RE problem 2: we will shortly have code to generate this: <number:text-style style:name="ND-19"> <number:text> <gnm:invisible gnm:char="(" office:process-content="true"> </gnm:invisible> </number:text> <number:text-content/> <number:text> <gnm:invisible gnm:char=")" office:process-content="true"> </gnm:invisible> </number:text> <style:map style:condition="value()>0" style:apply-style-name="ND-19-0"/> <style:map style:condition="value()<0" style:apply-style-name="ND-19-1"/> <style:map style:condition="value()=0" style:apply-style-name="ND-19-2"/> </number:text-style> We seem to read the text-part of this as " @ ", though.
- [...] Format="_(* 0.00_);_(* (0.00);_(* "-"??_);_(@_)" + [...] Format="_(0.00_);_((0.00);_(-# ; @ "
And now we read it: - [...] Format="_(* 0.00_);_(* (0.00);_(* "-"??_);_(@_)" + [...] Format="_(0.00_);_((0.00);_(-# ;_(@_)"
I can't find any support for '*' in ODF, so at this time we may want to add an extension gnm:repeat-char or so...
Unfortunately LO does not seem to understand office:process-content=TRUE.
Hmm... How can we make both LO and something that does understand office:process-content happy?
That's how I ended up with putting what should be the 'content' of the element in front of the element, so everybody will process it and when we handle the gnm:invisible element we know to delete the appropriate number of characters that preceded the element.
I have moved the space back outside.

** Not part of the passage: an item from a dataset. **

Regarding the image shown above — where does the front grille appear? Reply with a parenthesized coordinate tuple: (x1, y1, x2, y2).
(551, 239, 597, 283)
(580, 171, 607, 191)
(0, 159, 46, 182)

That's a fairly gross hack.
I agree that that is awful, but I couldn't come up with a better way that LO still understood.
Why are we checking: case TOK_INVISIBLE_CHAR: { size_t len = g_utf8_next_char(token + 1) - (token + 1); if (len > 0) { if (phase != 1 && with_extension) { We should write the invisible characters alsowhen we are in phase =1. With this check we get: '_(* "-"??_)' ---> '_(-# '
The problem here is failure to properly detect end of phase 1/2. "_)" should be in phase 3. A true phase-1 case would be 000_-000_-000 and I really don't know what to write for that.
I think the obvious choice would be to use the gnm:invisible element inside the number:embedded-text element in exactly the way we are already using it inside number:text. In both cases we have character content and some of those symbols should be invisible.
We're down to this: - [...] Format="_(* 0.00_);_(* (0.00);_(* "-"??_);_(@_)" + [...] Format="_(0.00_);_((0.00);_(-#_);_(@_)"
LibreOffice saves ?? as #, so currently we are matching that. Nevertheless I think we can do better by adding a gnm:min-integer-characters attribute to number:number. In connection with number:min-integer-digits this would allow us to store things like ??000 as gnm:min-integer-characters="5" number:min-integer-digits="3"
- [...] Format="_(* 0.00_);_(* (0.00);_(* "-"??_);_(@_)" + [...] Format="_(* 0.00_);_(* (0.00);_(* -#_);_(@_)" That's a match for anything but zero.
We now have: </gnm:Style> - Format="_(* 0.00_);_(* (0.00);_(* "-"??_);_(@_)"> + Format="_(* 0.00_);_(* (0.00);_(* -??_);_(@_)"> So the only difference is whether we quote - or not.
The only effect of having quotes or not is to make us not recognize this as an accounting format in the gui. (I think -- haven't tested.)
This problem has been fixed in our software repository. The fix will go into the next software release. Thank you for your bug report. If more problems arise I will open a new bug.